US-Vizepräsident JD Vance äußert sich zur Stabilität der aktuellen Waffenruhe im Iran-Konflikt. Er betont die US-amerikanischen Bedingungen für einen umfassenden Deal, der den Iran von Atomwaffen und staatlich gefördertem Terrorismus fernhalten soll.

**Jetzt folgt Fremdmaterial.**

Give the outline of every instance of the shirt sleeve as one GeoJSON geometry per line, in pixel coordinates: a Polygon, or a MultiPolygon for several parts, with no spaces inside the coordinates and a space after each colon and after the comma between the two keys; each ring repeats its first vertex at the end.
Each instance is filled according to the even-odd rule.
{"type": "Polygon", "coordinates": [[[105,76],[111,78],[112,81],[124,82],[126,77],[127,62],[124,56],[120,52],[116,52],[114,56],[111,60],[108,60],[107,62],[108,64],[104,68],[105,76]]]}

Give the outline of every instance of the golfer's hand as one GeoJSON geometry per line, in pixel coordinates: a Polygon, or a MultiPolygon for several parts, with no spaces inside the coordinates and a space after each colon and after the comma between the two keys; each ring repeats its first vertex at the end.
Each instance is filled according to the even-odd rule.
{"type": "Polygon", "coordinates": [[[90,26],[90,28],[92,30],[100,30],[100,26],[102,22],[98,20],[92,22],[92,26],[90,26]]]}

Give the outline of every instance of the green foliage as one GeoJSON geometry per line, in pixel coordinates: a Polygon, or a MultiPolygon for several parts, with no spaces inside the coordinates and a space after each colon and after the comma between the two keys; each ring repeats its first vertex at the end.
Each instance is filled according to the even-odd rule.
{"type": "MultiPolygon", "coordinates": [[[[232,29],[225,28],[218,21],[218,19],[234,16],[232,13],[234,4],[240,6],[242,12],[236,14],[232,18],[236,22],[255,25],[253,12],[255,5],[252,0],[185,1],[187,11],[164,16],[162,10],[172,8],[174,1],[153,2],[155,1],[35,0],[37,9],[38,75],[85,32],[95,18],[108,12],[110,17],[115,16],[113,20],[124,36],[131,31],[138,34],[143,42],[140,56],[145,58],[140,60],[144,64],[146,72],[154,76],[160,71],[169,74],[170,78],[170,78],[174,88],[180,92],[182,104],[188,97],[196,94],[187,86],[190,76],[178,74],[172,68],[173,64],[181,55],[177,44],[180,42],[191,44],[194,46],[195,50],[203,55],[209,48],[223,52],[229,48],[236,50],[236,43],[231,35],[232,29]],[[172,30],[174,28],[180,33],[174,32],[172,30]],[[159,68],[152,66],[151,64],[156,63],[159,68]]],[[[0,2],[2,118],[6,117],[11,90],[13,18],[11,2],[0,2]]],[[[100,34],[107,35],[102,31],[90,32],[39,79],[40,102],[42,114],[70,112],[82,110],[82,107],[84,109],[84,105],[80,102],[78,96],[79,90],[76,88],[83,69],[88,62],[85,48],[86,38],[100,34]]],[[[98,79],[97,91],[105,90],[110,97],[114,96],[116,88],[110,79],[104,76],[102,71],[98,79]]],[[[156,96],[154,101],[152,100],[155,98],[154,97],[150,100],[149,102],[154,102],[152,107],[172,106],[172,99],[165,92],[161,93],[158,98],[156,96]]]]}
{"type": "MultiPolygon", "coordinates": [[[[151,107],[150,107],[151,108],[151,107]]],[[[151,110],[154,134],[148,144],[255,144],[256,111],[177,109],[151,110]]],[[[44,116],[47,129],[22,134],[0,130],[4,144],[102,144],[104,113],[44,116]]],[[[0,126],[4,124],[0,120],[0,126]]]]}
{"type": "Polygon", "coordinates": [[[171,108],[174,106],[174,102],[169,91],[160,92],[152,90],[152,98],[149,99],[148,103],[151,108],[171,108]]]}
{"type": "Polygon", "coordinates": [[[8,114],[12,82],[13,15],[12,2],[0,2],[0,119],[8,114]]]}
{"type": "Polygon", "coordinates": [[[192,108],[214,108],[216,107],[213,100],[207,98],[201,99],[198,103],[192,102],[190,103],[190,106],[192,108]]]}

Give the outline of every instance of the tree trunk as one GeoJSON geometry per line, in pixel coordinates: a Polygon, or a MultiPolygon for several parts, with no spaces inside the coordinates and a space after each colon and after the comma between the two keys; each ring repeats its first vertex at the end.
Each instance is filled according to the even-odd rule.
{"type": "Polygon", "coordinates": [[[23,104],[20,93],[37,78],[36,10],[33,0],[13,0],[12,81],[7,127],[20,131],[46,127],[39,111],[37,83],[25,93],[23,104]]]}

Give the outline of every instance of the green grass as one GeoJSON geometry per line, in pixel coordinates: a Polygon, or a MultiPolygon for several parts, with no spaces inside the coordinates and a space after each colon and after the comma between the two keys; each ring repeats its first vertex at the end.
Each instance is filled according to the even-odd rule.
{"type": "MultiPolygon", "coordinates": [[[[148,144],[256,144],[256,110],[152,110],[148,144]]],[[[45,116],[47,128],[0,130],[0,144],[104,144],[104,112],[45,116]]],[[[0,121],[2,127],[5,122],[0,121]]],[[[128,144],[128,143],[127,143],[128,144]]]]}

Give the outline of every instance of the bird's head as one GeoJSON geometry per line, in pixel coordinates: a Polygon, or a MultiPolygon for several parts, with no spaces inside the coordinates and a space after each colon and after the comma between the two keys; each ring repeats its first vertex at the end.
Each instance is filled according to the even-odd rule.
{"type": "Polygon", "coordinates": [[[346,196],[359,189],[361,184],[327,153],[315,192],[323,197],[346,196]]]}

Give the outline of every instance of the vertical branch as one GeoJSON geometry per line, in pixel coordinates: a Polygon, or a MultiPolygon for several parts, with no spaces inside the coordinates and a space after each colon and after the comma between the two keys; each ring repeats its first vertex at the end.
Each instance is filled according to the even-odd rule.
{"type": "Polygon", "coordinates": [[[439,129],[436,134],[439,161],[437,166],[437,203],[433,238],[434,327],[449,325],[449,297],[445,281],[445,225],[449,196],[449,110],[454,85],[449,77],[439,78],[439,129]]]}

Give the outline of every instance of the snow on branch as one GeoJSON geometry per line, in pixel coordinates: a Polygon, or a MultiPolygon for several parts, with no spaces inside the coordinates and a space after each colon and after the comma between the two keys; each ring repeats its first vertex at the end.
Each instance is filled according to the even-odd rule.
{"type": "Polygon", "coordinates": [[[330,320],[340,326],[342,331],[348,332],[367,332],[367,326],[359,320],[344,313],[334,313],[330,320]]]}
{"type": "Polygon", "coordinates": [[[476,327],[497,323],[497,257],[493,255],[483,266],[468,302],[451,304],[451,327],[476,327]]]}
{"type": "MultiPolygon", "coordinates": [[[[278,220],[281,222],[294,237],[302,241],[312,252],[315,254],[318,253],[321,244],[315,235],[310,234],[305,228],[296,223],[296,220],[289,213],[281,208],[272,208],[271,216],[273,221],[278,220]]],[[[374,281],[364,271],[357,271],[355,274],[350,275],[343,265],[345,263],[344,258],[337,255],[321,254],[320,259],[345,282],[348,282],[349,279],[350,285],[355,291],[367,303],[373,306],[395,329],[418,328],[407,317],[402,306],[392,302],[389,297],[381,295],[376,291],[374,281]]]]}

„US-Bedingungen für ein neues Abkommen mit Iran im Überblick“

Die Waffenruhe im Konflikt zwischen den USA und dem Iran wird von JD Vance als stabil eingeschätzt. Unbestätigten Informationen zufolge könnte bereits ein Termin für die nächste Verhandlungsrunde festgelegt worden sein. Der US-Vizepräsident erläutert die Gründe, die bisher einem Abkommen im Wege standen.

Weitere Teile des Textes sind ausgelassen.